Medicines Information
Enquiry answering guidelines
These guidelines draw together current UKMi guidance and resources (e.g. quick question guide, workbook, specialist centres, Medicines Q&As) and provide a guide to answering enquiries categorised by type. They can be easily adapted to include local resources.
The document can be used for training or as a helpful reminder for more experienced medicines information staff looking for inspiration.

For all enquiries you need to know:

  1. The enquirer.
  2. Contact details.
  3. Urgency of enquiry.
  4. Purpose of enquiry e.g. patient specific, project.
  5. What sources already been used (NB. Try to assess enquirers experience of searching more complicated resources as you may feel you need to do extra research).

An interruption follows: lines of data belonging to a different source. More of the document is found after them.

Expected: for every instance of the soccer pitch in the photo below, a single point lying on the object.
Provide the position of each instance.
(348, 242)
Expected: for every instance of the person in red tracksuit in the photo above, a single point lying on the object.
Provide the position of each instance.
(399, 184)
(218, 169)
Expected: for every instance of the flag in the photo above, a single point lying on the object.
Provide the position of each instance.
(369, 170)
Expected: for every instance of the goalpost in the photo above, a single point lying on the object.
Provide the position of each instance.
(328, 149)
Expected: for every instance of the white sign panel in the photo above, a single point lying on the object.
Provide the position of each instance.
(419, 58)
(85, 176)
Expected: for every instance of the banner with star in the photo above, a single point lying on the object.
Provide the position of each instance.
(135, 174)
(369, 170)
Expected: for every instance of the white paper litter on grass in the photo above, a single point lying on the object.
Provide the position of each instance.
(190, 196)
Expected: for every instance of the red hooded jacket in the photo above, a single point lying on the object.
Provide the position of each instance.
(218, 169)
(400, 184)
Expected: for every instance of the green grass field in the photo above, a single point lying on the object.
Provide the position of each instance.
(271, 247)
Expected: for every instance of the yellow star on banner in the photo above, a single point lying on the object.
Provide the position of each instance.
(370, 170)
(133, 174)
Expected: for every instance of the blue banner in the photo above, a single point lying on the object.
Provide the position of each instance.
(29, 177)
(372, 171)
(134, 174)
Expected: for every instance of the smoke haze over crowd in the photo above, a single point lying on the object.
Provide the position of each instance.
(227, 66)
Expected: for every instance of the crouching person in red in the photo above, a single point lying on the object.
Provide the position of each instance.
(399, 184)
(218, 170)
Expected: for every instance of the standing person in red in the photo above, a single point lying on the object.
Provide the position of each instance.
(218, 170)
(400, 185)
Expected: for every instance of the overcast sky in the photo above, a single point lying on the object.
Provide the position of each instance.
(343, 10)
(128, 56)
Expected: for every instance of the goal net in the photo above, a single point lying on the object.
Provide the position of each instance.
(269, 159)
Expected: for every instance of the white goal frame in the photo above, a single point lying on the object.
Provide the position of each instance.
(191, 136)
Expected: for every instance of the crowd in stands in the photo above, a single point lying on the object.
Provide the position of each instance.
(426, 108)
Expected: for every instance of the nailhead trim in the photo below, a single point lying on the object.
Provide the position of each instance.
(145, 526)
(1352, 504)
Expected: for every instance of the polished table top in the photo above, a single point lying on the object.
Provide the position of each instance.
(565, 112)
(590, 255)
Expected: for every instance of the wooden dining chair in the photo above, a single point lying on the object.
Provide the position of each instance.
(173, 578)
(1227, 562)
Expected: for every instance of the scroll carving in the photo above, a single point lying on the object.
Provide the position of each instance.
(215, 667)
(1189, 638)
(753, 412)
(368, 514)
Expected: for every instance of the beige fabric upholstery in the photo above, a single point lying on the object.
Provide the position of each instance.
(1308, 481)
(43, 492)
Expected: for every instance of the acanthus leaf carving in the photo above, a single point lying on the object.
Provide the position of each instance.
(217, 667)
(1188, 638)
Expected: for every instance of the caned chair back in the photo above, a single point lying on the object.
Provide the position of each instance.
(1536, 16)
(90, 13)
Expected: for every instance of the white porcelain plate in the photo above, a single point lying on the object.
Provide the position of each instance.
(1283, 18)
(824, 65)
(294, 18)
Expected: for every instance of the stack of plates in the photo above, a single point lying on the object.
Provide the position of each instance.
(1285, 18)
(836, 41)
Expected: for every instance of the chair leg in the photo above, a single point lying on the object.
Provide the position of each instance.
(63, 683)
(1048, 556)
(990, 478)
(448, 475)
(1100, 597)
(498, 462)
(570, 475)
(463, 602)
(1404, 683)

Each monograph is divided into the following sections:

  1. Background information specific to the enquiry type.
  2. Resources.
  3. First-line resources.
  4. In-house past enquiries. Always be aware of currency of information.
  5. UKMi Medicines Q&As – its like past enquiries - you will be annoyed if you a find a relevant one later!
  6. Other easily accessible resources.
  7. Additional resources.
  8. Local resources e.g. contact details of experts, relevant departments, policies, in-house filing systems.
  9. Answering the enquiry – useful pointers to factors that should be considered.
  10. Keyword suggestions for future enquiry retrieval.

Key to resources: F = free access to NHS, P = purchase or subscription required. Where there is an electronic version this has been listed as the preferred choice.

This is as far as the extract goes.